My new favorite guilty pleasure TV series is a Canadian import from the CBC called Being Erica. Its second season is currently running on Soapnet in the US; episodes of season two are available on Hulu after broadcast, as are all the installments of season one. Erica is a thirty-two year old single Jewish Torontonian stalled in her career and life. The show begins with Erica, after a particularly bad day, meeting a mysterious therapist named Dr. Tom and agreeing to undergo therapy with him. Dr. Tom asks her to list all of her regrets and then proceeds to not just discuss them with her, but facilitate her travelling back in time to relive and alter the experiences and decisions that she regrets. Things are of course never as simple or clear as in retrospect; Erica’s revisits and subsequent reflections help her grow and gain understanding of both herself and the people in her life. Over time, we watch her change as she learns to listen better to both her inner compass and to those around her.

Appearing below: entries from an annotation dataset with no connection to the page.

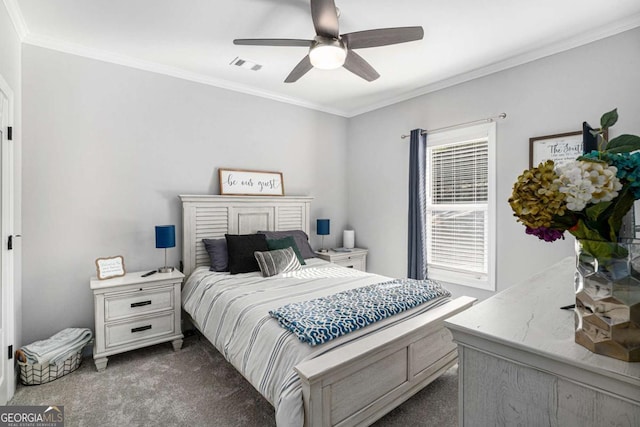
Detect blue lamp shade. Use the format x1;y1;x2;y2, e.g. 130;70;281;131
156;225;176;249
316;219;330;236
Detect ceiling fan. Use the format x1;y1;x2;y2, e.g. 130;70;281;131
233;0;424;83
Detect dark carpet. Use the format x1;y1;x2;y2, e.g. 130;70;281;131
9;334;458;427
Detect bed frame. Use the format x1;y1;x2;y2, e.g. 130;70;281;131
180;196;475;427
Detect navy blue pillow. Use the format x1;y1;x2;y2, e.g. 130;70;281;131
224;234;269;274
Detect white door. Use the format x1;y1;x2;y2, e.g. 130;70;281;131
0;76;15;405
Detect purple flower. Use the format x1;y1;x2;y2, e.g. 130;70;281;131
526;227;564;242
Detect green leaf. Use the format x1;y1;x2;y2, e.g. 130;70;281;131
606;134;640;153
609;187;634;242
569;219;608;242
600;108;618;129
585;202;613;222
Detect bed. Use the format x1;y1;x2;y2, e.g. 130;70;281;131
180;196;475;426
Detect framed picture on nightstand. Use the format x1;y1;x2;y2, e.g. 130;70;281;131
96;255;127;280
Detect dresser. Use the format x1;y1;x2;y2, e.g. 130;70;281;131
316;248;369;271
90;271;184;371
445;257;640;427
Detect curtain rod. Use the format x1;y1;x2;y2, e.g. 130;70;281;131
400;113;507;139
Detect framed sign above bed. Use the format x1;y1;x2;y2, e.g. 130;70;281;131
218;169;284;196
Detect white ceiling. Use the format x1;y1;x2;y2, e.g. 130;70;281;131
4;0;640;117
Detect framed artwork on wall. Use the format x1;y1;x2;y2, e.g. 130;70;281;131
529;130;583;168
218;169;284;196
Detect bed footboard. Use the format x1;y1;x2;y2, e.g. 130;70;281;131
295;297;475;427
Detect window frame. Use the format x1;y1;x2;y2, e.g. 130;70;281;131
425;122;497;291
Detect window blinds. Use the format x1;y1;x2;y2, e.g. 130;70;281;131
427;138;489;278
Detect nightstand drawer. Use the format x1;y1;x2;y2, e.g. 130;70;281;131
105;311;175;349
104;286;173;322
334;257;365;271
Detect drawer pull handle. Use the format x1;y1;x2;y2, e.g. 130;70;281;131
131;301;151;308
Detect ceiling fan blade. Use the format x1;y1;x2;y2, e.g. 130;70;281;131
233;39;313;47
343;50;380;82
284;55;313;83
311;0;340;39
342;27;424;49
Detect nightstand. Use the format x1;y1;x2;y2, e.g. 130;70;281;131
90;270;184;372
316;248;369;271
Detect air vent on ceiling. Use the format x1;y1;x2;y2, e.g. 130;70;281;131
230;56;262;71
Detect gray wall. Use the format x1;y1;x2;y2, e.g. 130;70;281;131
347;29;640;298
23;45;347;343
0;3;22;348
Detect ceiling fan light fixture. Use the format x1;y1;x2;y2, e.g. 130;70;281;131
309;40;347;70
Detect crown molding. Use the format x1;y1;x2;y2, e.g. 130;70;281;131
3;0;29;41
10;0;640;118
22;33;347;117
346;14;640;118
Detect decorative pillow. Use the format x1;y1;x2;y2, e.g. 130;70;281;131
202;239;229;271
254;247;300;277
224;234;269;274
267;236;306;265
258;230;316;259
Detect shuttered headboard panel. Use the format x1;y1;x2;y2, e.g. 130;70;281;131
179;195;313;276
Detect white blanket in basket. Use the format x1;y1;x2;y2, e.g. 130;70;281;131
22;328;93;365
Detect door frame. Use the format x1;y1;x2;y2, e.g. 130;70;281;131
0;75;17;400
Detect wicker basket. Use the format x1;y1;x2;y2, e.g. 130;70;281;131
18;349;82;385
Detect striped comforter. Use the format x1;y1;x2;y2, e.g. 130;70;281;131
182;259;446;427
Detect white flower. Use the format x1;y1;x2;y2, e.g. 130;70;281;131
554;160;622;211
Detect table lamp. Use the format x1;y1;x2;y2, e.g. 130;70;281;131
316;219;330;252
156;225;176;273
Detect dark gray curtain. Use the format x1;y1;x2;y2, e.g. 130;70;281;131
407;129;427;280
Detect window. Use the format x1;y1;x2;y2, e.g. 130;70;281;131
426;123;496;291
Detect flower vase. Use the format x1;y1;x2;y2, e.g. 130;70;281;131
575;239;640;362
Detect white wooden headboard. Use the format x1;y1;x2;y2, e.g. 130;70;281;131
179;195;313;277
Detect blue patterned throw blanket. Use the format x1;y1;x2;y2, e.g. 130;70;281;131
269;279;451;346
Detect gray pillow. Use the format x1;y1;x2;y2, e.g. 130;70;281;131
202;239;229;272
258;230;316;259
253;247;301;277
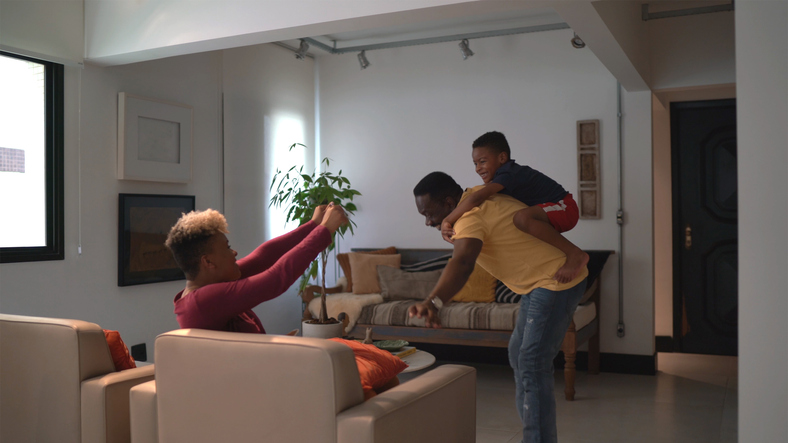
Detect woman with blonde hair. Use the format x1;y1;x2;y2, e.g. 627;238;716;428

This series piqued my interest for a number of reasons as soon as I happened upon a description (I have sadly forgotten where I originally read about it); its humor and humanity have won me over as a true fan and I hope that a third season is approved for filming. Being Erica combines a number of elements that I love: urban life, Judaism, personal journeys, psychological reflection and science fiction. It is fun to glimpse life in Toronto, a central city in a country very close to but not quite like mine, which also contains young urbanites figuring out their lives, public transportation, cafes, pedestrians and street culture. Judaism is a key aspect of Erica’s identity – her father is a second career rabbi – but it never dominates the storyline. The way in which Jewish practice is included or remarked upon is refreshing in its normalcy and perspective. Except for Erica’s father it is a passive element in the lives of Erica and her family members. In many ways the series is an updated bildungsroman, but a coming of age in one’s thirties that has become typical of a certain portion of the population only in recent decades. I recognize it well from the vantage point of my own generation. Important too is the fact that Erica is female, which makes all of the elements that she is juggling that much more complicated. The combination of psychology and time travel may seem outlandish at first, but I appreciate the genius of concretizing the experience of reviewing one’s past which is such a hallmark of our psychologically savvy culture. So too is the realm of fantasy and the desire to be able to go back in time and correct mistakes. A number of more traditional time travel fantasies emphasize the danger of encountering one’s past or future selves for fear of altering (read ruining) one’s “real” life. But for Erica the game is just the opposite: she literally embodies her former self with her present thoughts and predilections, often with humorous results, in order to improve her present. One can imagine her ruing ever saying “If only I knew then what I know now…” as she has actually experienced such a paradox. Catch yourself the next time you say the same out loud in your own mind.
Inspired by the show, I started my own list of regrets. While it is a work in progress, bound to be both refined and extended, I have noticed a few patterns, most significantly how many of items relate to things that I did not do, missed opportunities. My list rang in my ears like a recitation of negative commandments – the Thou Shalt Nots that are all too familiar from the Ten Commandments, although I assure you that there are many more of them in traditional Jewish practice. This made me wonder about and question my own courage and convictions – both are qualities that Erica strengthens over the course of the series – and what I can do to live more conscious of the importance of certain moments and their significance, including imagining how I might feel about them as I look back at them from the future.
It is my sense that the show’s quality is in large part attributable to its being Canadian rather than American but I do not feel that I know enough to be able to describe exactly why. So I hooked a Canadian friend who grew up in Toronto but has lived in the United States for virtually all of her adult life. I asked her about my thesis and look forward to our discussion of it. As a comparison, one might consider the TV series born in Latin America and produced here as Ugly Betty. I first learned about this show and its cultural migration when Israeli cousins introduced me to their national version Esti Hamechoeret = Esti the Ugly. The New York Times ran an article describing the phenomenon (http://www.nytimes.com/2007/01/07/weekinreview/07rohter.html?_r=1&scp=4&sq=ugly%20betty&st=cse) when the American version debuted. Considering how often American models of entertainment dominate global popular culture, it is fun to consider one that came from elsewhere and has proven so attractive in multiple cultures. Regrettably, Ugly Betty has been cancelled and this season will be its last. Betty is another female protagonist who is strong and plucky, imperfect and endearing. Thanks to the internet the demise of such a show is not the same sort of death sentence as it was even a short while ago. May Betty, Erica and their entire cohorts live on and share many triumphs and lessons, past, present and future.